Hey, it's totally cool. Anytime you don't have a place to stay, you know, you just head over here.
Room 512, fifth floor. The apartment had only seven floors, a meagre amount compared to the sometimes twenty-something per building found downtown, like the one Kai had lived in. Kaneda used to make wry comments comparing Yamagata's small building to his unenviable IQ or, if he weren't entirely sober, another asset that men tend to hold dear. But there would be none of that now, Kai reflected, his sensibility appalled that he would become nostalgic over Kaneda's immature humour. Anything familiar now, though, anything friendly would be good, whether wielding a killer wit or no. 1
He approached the building, wondering whether it was appropriate to take advantage of a dead man's invitation. The door swung open without much resistance and warily he put a foot inside, as though entering a graveyard.

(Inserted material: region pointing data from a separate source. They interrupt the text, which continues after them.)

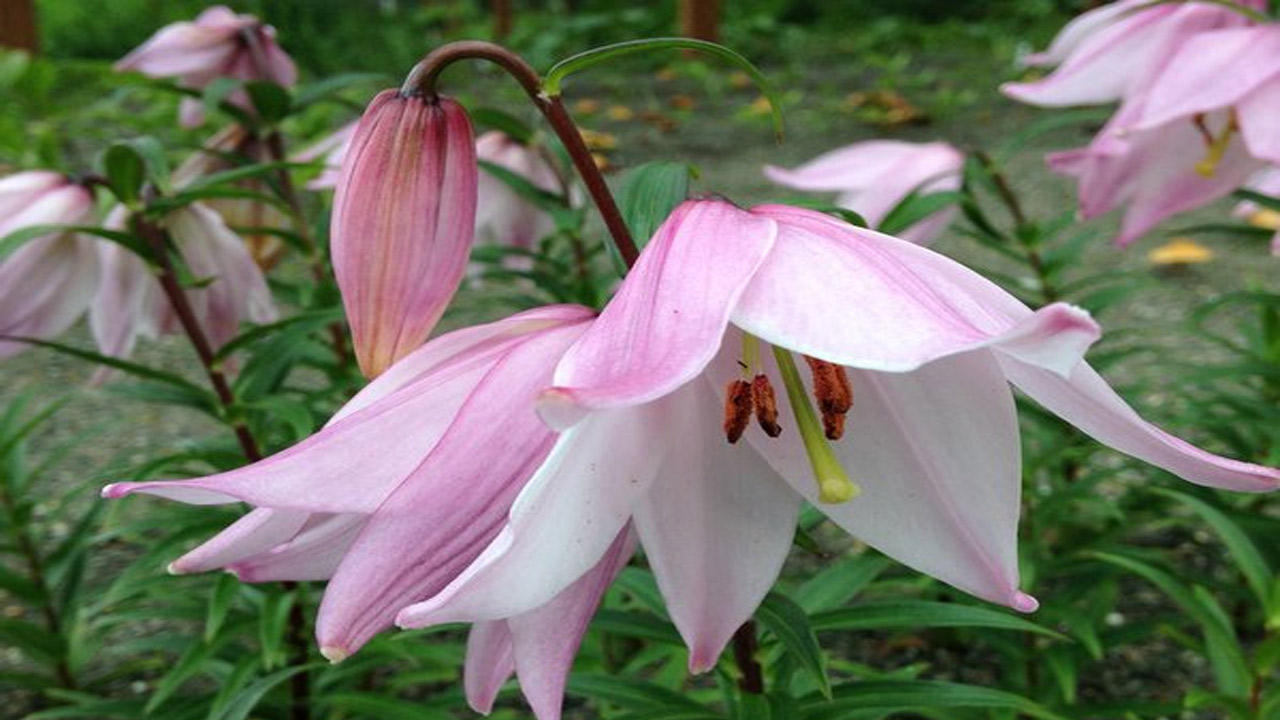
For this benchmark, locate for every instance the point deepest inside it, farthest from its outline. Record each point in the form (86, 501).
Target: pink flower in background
(129, 302)
(874, 177)
(218, 44)
(922, 346)
(403, 220)
(1114, 51)
(402, 488)
(1153, 174)
(48, 282)
(333, 149)
(502, 215)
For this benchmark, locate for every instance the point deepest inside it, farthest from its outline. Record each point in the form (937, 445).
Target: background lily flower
(927, 346)
(403, 219)
(218, 44)
(1114, 51)
(48, 282)
(129, 302)
(402, 488)
(1153, 174)
(874, 177)
(503, 217)
(1229, 71)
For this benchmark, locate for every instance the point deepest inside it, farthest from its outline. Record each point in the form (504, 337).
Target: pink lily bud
(502, 215)
(218, 44)
(874, 177)
(45, 285)
(403, 219)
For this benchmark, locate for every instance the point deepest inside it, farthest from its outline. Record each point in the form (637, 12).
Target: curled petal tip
(1024, 602)
(334, 654)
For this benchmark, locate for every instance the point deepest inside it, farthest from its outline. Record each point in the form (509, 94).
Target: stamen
(766, 405)
(737, 409)
(835, 395)
(833, 483)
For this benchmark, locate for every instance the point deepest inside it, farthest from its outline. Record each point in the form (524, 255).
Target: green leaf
(1247, 555)
(649, 194)
(923, 614)
(792, 627)
(901, 696)
(583, 60)
(126, 172)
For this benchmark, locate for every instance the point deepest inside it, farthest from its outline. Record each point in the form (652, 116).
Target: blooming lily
(218, 44)
(874, 177)
(503, 217)
(403, 487)
(403, 219)
(1114, 51)
(46, 283)
(914, 349)
(131, 304)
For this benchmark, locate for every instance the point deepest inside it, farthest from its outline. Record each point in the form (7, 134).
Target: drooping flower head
(402, 488)
(874, 177)
(403, 219)
(219, 44)
(131, 304)
(906, 351)
(48, 282)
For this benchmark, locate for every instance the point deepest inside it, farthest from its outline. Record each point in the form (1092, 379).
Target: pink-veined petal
(1088, 402)
(444, 514)
(716, 525)
(839, 292)
(490, 661)
(668, 317)
(545, 639)
(565, 519)
(940, 490)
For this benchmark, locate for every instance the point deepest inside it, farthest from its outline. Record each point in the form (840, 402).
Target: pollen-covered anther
(766, 405)
(737, 409)
(833, 392)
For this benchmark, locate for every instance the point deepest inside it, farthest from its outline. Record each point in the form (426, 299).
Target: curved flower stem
(424, 76)
(158, 242)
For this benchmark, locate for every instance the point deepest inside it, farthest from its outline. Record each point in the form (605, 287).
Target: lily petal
(1088, 402)
(667, 319)
(716, 525)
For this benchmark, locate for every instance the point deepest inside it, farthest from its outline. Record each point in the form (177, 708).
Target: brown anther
(766, 406)
(835, 395)
(737, 409)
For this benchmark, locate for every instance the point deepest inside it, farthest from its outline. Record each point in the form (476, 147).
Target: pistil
(833, 483)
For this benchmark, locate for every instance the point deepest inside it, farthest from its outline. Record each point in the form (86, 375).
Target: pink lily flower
(918, 345)
(218, 44)
(1114, 51)
(874, 177)
(502, 215)
(402, 488)
(403, 219)
(1155, 173)
(129, 302)
(1230, 71)
(48, 282)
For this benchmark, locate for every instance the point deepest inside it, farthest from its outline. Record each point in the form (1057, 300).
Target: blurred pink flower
(402, 488)
(403, 220)
(48, 282)
(131, 304)
(924, 345)
(874, 177)
(1114, 51)
(218, 44)
(502, 215)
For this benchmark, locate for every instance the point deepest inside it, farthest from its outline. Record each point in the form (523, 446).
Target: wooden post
(700, 19)
(18, 24)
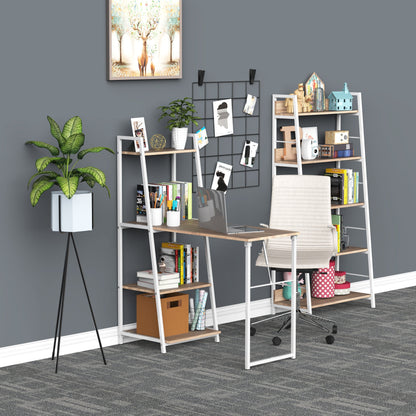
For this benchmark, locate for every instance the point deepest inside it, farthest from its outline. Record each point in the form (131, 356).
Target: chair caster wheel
(329, 339)
(276, 341)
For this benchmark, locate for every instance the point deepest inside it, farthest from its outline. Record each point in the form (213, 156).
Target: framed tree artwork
(144, 39)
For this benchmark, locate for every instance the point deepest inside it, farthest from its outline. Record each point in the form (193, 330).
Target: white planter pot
(179, 136)
(71, 215)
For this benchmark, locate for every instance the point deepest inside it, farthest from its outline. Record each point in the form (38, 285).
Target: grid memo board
(228, 149)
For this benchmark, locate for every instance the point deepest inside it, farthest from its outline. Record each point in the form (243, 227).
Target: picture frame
(221, 177)
(223, 117)
(138, 127)
(144, 39)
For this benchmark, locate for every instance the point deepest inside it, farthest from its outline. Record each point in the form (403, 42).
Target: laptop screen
(212, 211)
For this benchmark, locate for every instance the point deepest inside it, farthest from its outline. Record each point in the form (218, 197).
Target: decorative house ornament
(340, 100)
(71, 215)
(315, 88)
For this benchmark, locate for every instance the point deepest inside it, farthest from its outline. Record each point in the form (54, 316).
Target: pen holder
(173, 218)
(156, 214)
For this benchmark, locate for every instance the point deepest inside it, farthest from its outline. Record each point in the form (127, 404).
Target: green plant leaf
(53, 149)
(72, 126)
(82, 153)
(47, 175)
(73, 143)
(39, 187)
(56, 131)
(96, 173)
(43, 162)
(68, 185)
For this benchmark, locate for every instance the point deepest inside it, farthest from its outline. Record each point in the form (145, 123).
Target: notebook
(212, 213)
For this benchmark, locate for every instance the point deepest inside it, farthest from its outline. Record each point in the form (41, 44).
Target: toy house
(340, 100)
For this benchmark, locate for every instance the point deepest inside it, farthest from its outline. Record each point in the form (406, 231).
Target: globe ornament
(157, 142)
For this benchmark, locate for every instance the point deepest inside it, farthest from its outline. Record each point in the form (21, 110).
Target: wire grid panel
(228, 149)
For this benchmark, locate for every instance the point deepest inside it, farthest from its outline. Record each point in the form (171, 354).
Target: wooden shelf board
(352, 250)
(317, 113)
(356, 204)
(320, 303)
(167, 151)
(192, 335)
(182, 288)
(316, 161)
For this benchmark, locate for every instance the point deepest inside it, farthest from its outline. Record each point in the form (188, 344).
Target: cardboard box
(337, 137)
(175, 310)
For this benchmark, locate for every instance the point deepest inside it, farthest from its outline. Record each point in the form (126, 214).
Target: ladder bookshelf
(279, 113)
(123, 289)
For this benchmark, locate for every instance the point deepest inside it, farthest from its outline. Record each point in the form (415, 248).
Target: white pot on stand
(179, 136)
(71, 215)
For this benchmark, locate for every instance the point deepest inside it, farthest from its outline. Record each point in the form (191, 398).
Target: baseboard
(39, 350)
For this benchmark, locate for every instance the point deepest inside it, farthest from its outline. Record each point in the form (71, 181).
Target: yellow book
(343, 172)
(173, 248)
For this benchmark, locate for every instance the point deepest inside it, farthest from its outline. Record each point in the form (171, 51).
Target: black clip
(201, 74)
(252, 75)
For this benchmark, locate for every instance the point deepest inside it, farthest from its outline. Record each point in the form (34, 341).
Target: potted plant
(71, 208)
(180, 114)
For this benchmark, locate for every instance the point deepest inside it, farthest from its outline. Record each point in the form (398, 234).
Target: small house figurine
(340, 100)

It was too late both in the day and in the year for the open doorway to send a cascade of light into the foyer, but Kai could still make out several details. The floor, waiting chairs, and front desk were blanketed with dust that irritated his eyes and was no doubt only working to worsen his sickly condition. He dragged a finger experimentally across a tabletop and left a groove in the filth that was at least a centimetre deep. Kai had never been one for housekeeping, but this place was in desperate need of a tune-up. Every place was, these days.
Holding down the elevator button proved that the apartment's technology was still in working condition. Common sense told him not to get into the elevator, but he felt too tired and stuffy to care – when the door dragged to the side, Kai stepped in, at the same time examining the reflection given to him by the mirrored back wall of the elevator.
The image was not impressive. His hair was matted and disheveled, its characteristic swish appearing as dreary as he felt. Smears covered his face, and so did bruises whose origins he could not recall. His eyes donned deep circles, and his nose was red and running – he swiped at it again with his sleeve, leaving a dark streak on it. The fabric wasn't soft anymore; it was crusty and stained, and he was willing to bet it reeked, as well. He hadn't had a chance to change his clothes in days.
Dispirited, he turned back to the door, watching the numbered buttons light up one after the other. Three passed and four was illuminated, and when it dimmed, five blinked on. Once again, the elevator door, as if through massive effort, slid slowly open, rousing puffs of dust from the grooves it rolled along.
Kai took a deep breath, which proved to be a mistake. He stumbled out of the elevator coughing violently, spitting into a dark corner some of the vile substance that clogged his throat, and then allowed himself a loud sniff. Drums were beating in his right ear canal, making him have to fight to think coherently.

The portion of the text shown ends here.